Robert Petersen working on Stoned Moon series (1969–70) at Gemini, G.E.L., Los Angeles, 1969. Photograph Collection. Robert Rauschenberg Foundation Archives, New York. Photo: Sidney B. Felsen

Rauschenberg, Robert Petersen, and Ron Adams working on Rauschenberg’s Stoned Moon series (1969–70) at Gemini, G.E.L., Los Angeles, 1969. Photograph Collection. Robert Rauschenberg Foundation Archives, New York. Photo: Sidney B. Felsen

Rauschenberg, Robert Petersen, and others with a piece of Rauschenberg’s environmental construction for the International Design Conference in Aspen, June 1973. Photo: Barbara Kulicke

Rauschenberg, Robert Petersen, and Hisachika Takahashi working on a Scripture to be exhibited in the Rauschenberg in Israel exhibition, Israel Museum, Jerusalem, May 1974. Photograph Collection. Photo: Unattributed

Robert Petersen October 1983, 1983 Drawing collage on paper 22 x 30 inches (55.9 x 76.2 cm)

 

Robert Petersen 


Robert Petersen is a multimedia artist. Born in Iowa in 1945, Petersen spent his adolescence in California and graduated from California State University, Long Beach in 1969 with a BFA in printmaking. After graduating, he worked at Gemini G.E.L. in Los Angeles where he met Rauschenberg while working on the latter’s Stoned Moon series (1969–70). In 1970,  Petersen moved to Captiva, Florida with Rauschenberg and together the two artists established Untitled Press Inc., an experimental print shop. There they printed their own work as well as that of artist friends Brice Marden, Cy Twombly, and Susan Weil among others. Petersen lives and works in Tivoli, New York with his wife and daughter.

 

Excerpt from interview with Robert Petersen 


Well Bob had a fabric room where he would just have fabrics. It was his little palette, like he used the cardboards. He had a room of fabrics that went into the Hoarfrost series [1974–76] and Spreads [1975–83] and Jammers [1975–76] and so forth, he loved fabrics. Bob’s always used fabrics; in the Combine series [1954–64], you’ll see a trouser leg collaged to the canvas and a shirt or a pocket or part of a shirt, anything. Bob just appeared with the fabric. Now that I think of it, suddenly, he’d be holding a piece of fabric. Like for the piece out front I saw on the way in, it’s in the crate still, but the top’s open and when he put the fabric on that, I don’t know where he got it. He had these little piles. In his mind he’s working with the—because he never told me to go get him a piece of fabric. That was his palette, that was his color. 

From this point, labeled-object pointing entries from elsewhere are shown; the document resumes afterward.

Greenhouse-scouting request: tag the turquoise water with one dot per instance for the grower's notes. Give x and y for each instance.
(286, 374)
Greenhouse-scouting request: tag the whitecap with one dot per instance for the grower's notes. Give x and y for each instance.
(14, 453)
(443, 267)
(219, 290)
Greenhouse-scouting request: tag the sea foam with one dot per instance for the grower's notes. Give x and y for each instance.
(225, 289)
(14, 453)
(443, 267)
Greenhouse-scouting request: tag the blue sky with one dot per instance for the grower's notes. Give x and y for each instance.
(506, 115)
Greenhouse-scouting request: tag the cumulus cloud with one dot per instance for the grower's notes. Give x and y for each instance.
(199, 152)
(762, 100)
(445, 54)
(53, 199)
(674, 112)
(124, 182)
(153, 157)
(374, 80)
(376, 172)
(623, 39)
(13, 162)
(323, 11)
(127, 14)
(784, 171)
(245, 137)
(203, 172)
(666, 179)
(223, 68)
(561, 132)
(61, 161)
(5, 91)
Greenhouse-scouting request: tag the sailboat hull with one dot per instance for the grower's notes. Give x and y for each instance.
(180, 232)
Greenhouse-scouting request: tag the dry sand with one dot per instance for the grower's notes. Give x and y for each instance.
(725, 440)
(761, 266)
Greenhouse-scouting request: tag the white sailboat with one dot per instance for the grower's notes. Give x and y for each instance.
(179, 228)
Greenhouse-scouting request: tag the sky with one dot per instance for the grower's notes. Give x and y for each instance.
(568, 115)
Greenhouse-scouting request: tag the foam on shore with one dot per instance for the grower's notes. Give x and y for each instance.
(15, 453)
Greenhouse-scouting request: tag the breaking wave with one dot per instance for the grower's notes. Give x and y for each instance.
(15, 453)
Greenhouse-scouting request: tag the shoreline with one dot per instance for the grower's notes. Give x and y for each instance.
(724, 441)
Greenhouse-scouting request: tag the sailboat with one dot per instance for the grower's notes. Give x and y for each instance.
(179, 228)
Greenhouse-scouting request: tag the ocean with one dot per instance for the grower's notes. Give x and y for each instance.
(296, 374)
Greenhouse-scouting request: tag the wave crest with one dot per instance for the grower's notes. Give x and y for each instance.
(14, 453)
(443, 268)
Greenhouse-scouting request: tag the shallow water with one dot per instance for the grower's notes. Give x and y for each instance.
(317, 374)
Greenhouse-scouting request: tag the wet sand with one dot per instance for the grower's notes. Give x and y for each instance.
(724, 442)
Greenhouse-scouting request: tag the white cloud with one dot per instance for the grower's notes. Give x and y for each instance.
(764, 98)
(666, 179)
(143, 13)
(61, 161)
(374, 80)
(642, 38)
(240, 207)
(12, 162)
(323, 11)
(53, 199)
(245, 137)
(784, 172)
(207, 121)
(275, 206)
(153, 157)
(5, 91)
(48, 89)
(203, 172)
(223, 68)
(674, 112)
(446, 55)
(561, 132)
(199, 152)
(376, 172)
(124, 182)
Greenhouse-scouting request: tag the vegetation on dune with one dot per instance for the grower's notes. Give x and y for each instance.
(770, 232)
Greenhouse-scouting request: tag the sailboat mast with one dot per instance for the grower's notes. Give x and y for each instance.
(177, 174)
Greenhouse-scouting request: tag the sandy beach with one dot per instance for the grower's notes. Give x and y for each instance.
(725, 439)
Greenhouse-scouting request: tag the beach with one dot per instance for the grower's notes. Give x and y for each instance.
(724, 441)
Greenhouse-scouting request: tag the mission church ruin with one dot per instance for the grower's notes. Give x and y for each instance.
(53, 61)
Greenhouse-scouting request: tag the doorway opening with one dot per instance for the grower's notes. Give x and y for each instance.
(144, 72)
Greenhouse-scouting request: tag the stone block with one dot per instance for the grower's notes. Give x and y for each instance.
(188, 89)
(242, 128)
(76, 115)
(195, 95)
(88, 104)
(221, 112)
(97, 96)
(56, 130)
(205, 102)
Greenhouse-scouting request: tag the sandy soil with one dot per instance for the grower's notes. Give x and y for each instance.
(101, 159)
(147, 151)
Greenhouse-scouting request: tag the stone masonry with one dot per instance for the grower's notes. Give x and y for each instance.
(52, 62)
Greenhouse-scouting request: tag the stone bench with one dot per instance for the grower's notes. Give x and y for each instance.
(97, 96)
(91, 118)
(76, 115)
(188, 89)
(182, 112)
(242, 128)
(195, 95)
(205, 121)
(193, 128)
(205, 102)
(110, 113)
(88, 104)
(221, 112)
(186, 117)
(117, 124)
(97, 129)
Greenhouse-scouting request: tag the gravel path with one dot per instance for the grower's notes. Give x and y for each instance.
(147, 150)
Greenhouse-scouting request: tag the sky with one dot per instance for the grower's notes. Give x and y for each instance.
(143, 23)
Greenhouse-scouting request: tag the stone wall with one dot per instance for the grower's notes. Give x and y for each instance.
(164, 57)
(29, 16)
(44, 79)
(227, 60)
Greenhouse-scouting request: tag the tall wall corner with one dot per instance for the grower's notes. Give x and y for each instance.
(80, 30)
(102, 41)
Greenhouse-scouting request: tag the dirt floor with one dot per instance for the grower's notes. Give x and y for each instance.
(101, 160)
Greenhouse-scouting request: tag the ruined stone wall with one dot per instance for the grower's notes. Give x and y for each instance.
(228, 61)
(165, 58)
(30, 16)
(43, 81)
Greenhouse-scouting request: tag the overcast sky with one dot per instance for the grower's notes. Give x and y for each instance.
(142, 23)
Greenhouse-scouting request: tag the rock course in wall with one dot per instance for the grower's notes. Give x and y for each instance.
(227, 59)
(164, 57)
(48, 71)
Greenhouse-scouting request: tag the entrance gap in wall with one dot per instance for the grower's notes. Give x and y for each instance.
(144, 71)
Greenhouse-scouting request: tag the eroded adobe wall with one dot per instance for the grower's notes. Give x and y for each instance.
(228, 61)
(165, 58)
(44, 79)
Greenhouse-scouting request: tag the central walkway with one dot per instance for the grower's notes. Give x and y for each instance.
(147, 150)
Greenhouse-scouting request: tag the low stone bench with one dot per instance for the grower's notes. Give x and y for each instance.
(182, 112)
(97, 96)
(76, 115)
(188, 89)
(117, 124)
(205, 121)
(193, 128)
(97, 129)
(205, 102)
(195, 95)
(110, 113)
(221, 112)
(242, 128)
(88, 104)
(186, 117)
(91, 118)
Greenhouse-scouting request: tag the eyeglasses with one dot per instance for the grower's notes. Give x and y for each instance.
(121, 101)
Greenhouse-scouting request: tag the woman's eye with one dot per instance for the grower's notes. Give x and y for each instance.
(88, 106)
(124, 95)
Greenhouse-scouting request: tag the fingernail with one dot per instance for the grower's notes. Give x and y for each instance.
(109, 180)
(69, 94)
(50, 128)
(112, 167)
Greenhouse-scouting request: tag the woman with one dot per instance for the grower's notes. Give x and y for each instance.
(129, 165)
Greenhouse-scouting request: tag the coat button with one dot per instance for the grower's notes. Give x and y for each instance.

He especially loved cheesecloth from the print shops. The printers would hang up cheesecloth on a line after processing the litho stones. Bob, one day, was standing there at Gemini G.E.L. [Los Angeles], and there was a rope, a twine, or a cord across the print shop, and all this cheesecloth hanging to dry after the processing of the lithography stones and aluminum plates; the printers put them up there to dry. After they’re dry, they reuse them, clean them a little bit. Bob just looked and he said, “God, they’re so beautiful, hanging there.” He used cheesecloth quite—well, in Untitled Press on Captiva, I did the same thing. I had a little line and put up the cheesecloth.